Hated the commute, conditions, and pay of said job.
Quit that job with a newfound appreciation for my lifestyle, household, and responsibilities.
Not a complete wash, but a good lesson.
Then...we adopted a puppy. A beautiful black lab mix with a fiery personality.
Long story short - the cats rejected this new lifestyle. One cat would not come out of hiding or eat for 4 days.
We had to give the puppy back to the Humane Society. Puppy gets adopted to another family in less than 24 hours...but he was my puppy. And I miss my puppy.
Took that chance with a puppy and it didn't work.
And instead of shrugging it off like the job, this one is lingering. The weather is nice and so everyone is out there walking their good doggos. I can't help but feel this hot envy. I will never get to boop his snoot. I will never hear his funny little sleeping howls. Those are now only for his new family. And the envy gets more chewy.
We know this is all for the best. We know that we're not the only people who had to - regrettably and with a broken heart, sobbing - give their pet back to the shelter. We did the responsible thing. We did it for the sake of our cats. We did it for the sake of the puppy that needed more room than we could provide.
But I am back to that previously newfound appreciation I felt when I quit my job with the added bonus of intense heartbreak. I miss Banner, you guys. I love that pupper. I know that his home will give him all of the space that he needs to become a kick ass doggo.
Thor is out of hiding and eating. Loki took the opportunity to become the alpha...but Thor is coming back to be being himself. Loki is in for a surprise. All will be back to what it was.
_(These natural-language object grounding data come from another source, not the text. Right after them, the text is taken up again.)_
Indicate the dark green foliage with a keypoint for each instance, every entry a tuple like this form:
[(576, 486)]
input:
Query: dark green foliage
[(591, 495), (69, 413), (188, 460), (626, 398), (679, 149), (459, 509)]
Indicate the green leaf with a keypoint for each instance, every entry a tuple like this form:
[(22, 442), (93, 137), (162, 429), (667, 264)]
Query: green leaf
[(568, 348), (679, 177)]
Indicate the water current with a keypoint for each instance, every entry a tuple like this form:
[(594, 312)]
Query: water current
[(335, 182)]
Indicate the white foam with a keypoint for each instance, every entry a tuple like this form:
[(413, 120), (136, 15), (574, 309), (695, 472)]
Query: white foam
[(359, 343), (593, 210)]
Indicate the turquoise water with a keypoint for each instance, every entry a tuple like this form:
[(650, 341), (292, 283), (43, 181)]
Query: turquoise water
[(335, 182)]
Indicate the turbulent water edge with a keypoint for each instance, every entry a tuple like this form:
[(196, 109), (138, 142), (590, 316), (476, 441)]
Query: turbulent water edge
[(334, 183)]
We are maintaining some of the new habits we formed when we adopted Banner - cleaning more often, keeping counter tops clear, and cleaning up my desk space because it still looks like a scene from Fallout 4...I got to paint my nails for the first time in 7 weeks. I cleaned my fridge.
Out of all this, taking a chance is hard. The possibility of failure scares the absolute shit out of some folks. The amount of time, money, emotional investment, and effort lost is enough to keep people away from going outside of a comfort zone. I don't regret quitting my job and am super thankful that I could/did. I don't regret giving Banner back because I know it was the right thing to do, but the decision still hurts. Nothing that we did with Banner was a waste. What we learned about dogs in training, discovering a whole new level of patience, and keeping shit CLEAN are still valuable and I am grateful.
And this hurt is temporary. This hurt is is shared by many who have been in this position. The empathy we've received from our pet owning friends, our fostering friends, and our rescuing friends has been uplifting.
This won't stop me from taking chances in the future. This won't keep me from going outside my comfort zones.
Because this pain - as well as the guilt of relief of going back to the same-old - is temporary.